Brüssel – Die Vorgänge von Berlin hallen auch im EU-Parlament nach. Das verdeutlicht Katarina Barley in einem Spiegel-Interview zur Migrationspolitik und EU-Kritik von Friedrich Merz. Es sei „noch einmal eine ganz andere Qualität“, was sich derzeit entwickele in Deutschland und auch in Österreich, wo die erste FPÖ-Kanzlerschaft bevorzustehen scheint. Anders und damit schwerwiegender im Vergleich zur Zusammenarbeit von Konservativen und Rechtspopulisten bei manchen Anträgen in Brüssel, meint die SPD-Politikerin.

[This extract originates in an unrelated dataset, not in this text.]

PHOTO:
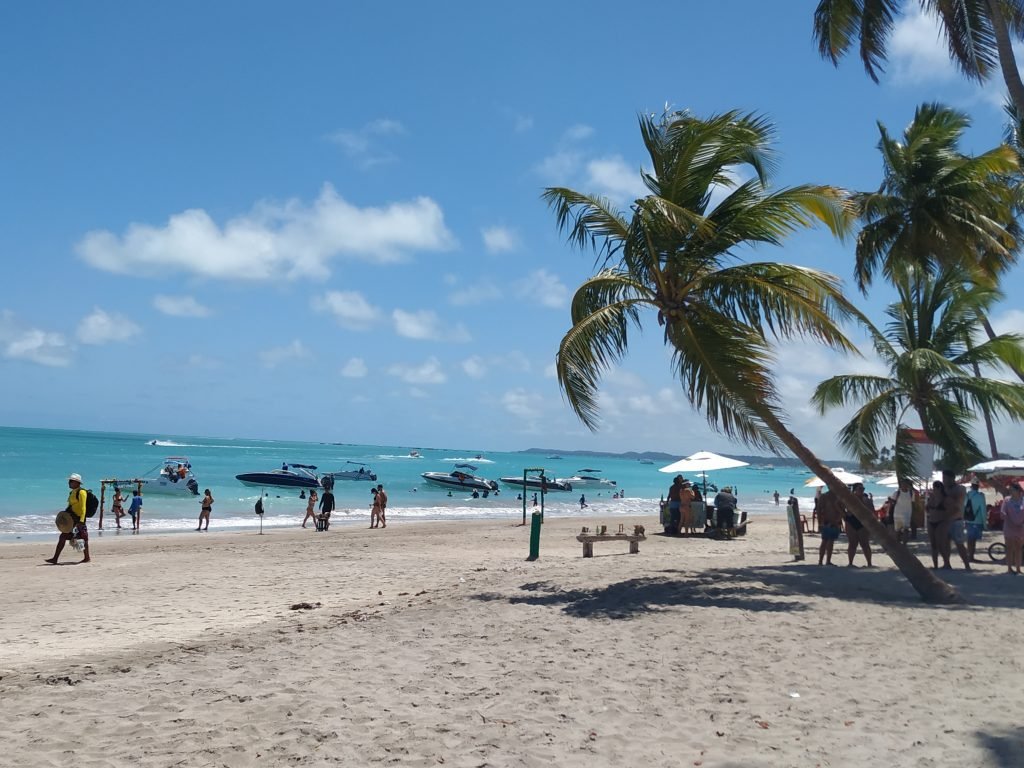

Sie hält es für „gefährlich, was da gerade passiert“. Womit die 56-Jährige auf die Abstimmung zum Fünf-Punkte-Plan des CDU-Chefs für eine restriktivere Migrationspolitik anspielt. Denn diese fand im Bundestag nur mit den Stimmen der AfD eine Mehrheit, was Merz in Kauf nahm.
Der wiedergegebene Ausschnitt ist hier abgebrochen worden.